Much of current research and subsequent health policy advocates care coordination as a critical element in the delivery of patient-centered primary care medical home. It is clear that the ability to provide comprehensive, coordinated care that emphasizes prevention, stabilizes cost growth, and reduces the current fragmentation, duplication and gaps in care experienced by patients is key to achieving the triple aim of better health, better health care and lower costs in pediatric health care.

In pediatrics, there are few tools and models that have been broadly adopted. The development and implementation work to be completed by the collaboration of CHF’s pediatric practices will offer leading ideas and tools and assist practices in practical implementation of care coordination activities within the office-based setting.

CHF has developed a pediatric chronic condition population model which illustrates the distribution of the pediatric population based on complexity of care needs.

Figure 1: Pediatric Chronic Conditions Population Model®

Somewhat different than most of the adult population, children may move more frequently between tiers throughout their development. And their tier placement is heavily influenced by psycho-social changes in their family life. Implementation of proactive, targeted care management across a population this broad and fluid is challenging for pediatric practices.

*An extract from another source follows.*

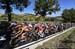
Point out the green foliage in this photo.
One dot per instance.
(69, 15)
(44, 7)
(8, 5)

Improving office-based pediatric care management will ultimately benefit all children served by pediatricians of the Foundation, yet targeted care management actions will focus on children and youth in tiers 1-3 which includes newborns and children with one or more chronic health condition such as asthma, diabetes, ADHD, mental health disorders, obesity, and others.

A key approach of the Foundation’s Pediatric Care Management Improvement initiative includes facilitation of a learning collaborative. This will provide an educational forum to share research collected by the Foundation through a multi-disciplinary team of pediatric care experts in our community which included extensive literature review, interview of over twenty care managers in various settings and survey of parents of children with special health care needs. The Collaborative will also serve as a learning and development forum for pediatric practices to explore, test, adapt, implement and spread office-based care management methods, tools and strategies which improve the delivery of proactive, targeted care management and disease-based care coordination.